Because this flag is generic solution and not hack specific to LEDs.

Isn't init_sequence_r the generic solution?

No, init_sequence_r is just a list of functions that gets called early on during boot to bring U-Boot up. One of the functions is initr_dm(), DM init, which brings up the driver model. The init_sequence_r has nothing to do with driver binding or probing though, that's the DM job.

Every device gets probed that way (or directly as a result of a command).

No device probe gets triggered via init_sequence_r.
There are many ad-hoc device_probe() calls in the various init_sequence_r function implementation,

Every device in U-Boot is probed in one of three ways

- As a dependency of another device (clocks, pinmuxes, gpios, etc.)
- Directly on the command line (most boot devices)
- From an init_sequence (timers, watchdogs, serial, PCI, gpio hogs, etc.)

In short, the DM does lazy initialization of devices to boot quickly and waste few resources.

The goal of course being to minimize the amount of probed devices.

This was never the goal. The probe() is called when needed, that's all.

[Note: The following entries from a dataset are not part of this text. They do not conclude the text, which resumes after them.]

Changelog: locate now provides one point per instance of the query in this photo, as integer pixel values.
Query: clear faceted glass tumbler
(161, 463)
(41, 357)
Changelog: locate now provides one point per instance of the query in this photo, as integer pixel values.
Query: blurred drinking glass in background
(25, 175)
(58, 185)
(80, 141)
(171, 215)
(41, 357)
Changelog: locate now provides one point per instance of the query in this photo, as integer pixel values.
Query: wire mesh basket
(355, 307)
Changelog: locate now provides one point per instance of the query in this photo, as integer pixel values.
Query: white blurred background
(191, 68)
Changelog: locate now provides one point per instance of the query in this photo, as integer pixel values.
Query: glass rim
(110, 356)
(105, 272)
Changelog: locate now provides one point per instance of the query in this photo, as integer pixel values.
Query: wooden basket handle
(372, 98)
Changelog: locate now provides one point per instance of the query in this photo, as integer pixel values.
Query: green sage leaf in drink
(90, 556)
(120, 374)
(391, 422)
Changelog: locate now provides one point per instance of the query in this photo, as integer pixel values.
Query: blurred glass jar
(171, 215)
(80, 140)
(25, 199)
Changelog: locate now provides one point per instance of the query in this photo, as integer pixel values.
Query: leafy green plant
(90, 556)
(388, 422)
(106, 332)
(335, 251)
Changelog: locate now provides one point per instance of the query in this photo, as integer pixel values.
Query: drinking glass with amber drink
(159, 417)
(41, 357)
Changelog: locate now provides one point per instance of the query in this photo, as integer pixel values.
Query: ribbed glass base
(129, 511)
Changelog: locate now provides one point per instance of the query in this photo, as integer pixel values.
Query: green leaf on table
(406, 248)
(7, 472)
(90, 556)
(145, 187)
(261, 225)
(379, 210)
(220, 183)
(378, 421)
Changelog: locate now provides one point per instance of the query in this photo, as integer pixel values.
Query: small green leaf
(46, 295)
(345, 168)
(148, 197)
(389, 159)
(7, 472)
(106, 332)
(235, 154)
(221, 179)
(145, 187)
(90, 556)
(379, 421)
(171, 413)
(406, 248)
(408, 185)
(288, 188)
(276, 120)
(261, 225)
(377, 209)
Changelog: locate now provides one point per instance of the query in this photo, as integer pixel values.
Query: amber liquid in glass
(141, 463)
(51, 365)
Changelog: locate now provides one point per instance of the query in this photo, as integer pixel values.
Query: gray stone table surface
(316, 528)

This of course requires having
some things at the "root" of the tree. In Linux, everything bound is probed until nothing more can be probed. In that sense, under Linux everything is the "root" of the tree. But for U-Boot the
second two options specify the "roots."

Some of the things in init_sequence are ad-hoc, especially the non-DM stuff. LEDs are pretty ad-hoc, last I checked, but that's mainly because there are 2-3 separate non-DM ways to control LEDs.

I'm not sure I understand this part, but maybe see

doc/develop/driver-model/design.rst

that should clarify the design decisions behind the DM.

but that's all there because there is no better way to implement that within the DM framework so far. Now there is, with this flag, so those workarounds can also be cleaned up.

This *is* within the DM framework.

No, init_sequence_r/init_sequence_f is U-Boot init sequence. The DM init is only one step in that init sequence. Please do not conflate those two concepts.

Adding a flag which is set on bound devices has the same effect
as dm_mux_init does when called from initr_dm_devices.

This cannot scale, you would have to add a huge list of such functions to init_sequence_r/init_sequence_f probably for each uclass, which would each do some sort of ad-hoc device_probe(), outside of DM. And neither of those functions would have easy access to the context of each driver instance, so they would have to work around that somehow (that's usually done by wasting cycles on traversing DT again or other such heuristics).

The only difference is implementation. So
why is this better?

See above. Also, this implementation is within the context of DM, i.e. driver/uclass bind call sets this flag for driver instances which for some reason need to be probe()d. The reason can be inferred from the driver instance context, e.g. because the DT node matching the driver instance contains some DT property, this flag is set, and the DM core probes the driver instead of only binding it. No need for any ad-hoc workarounds in init code.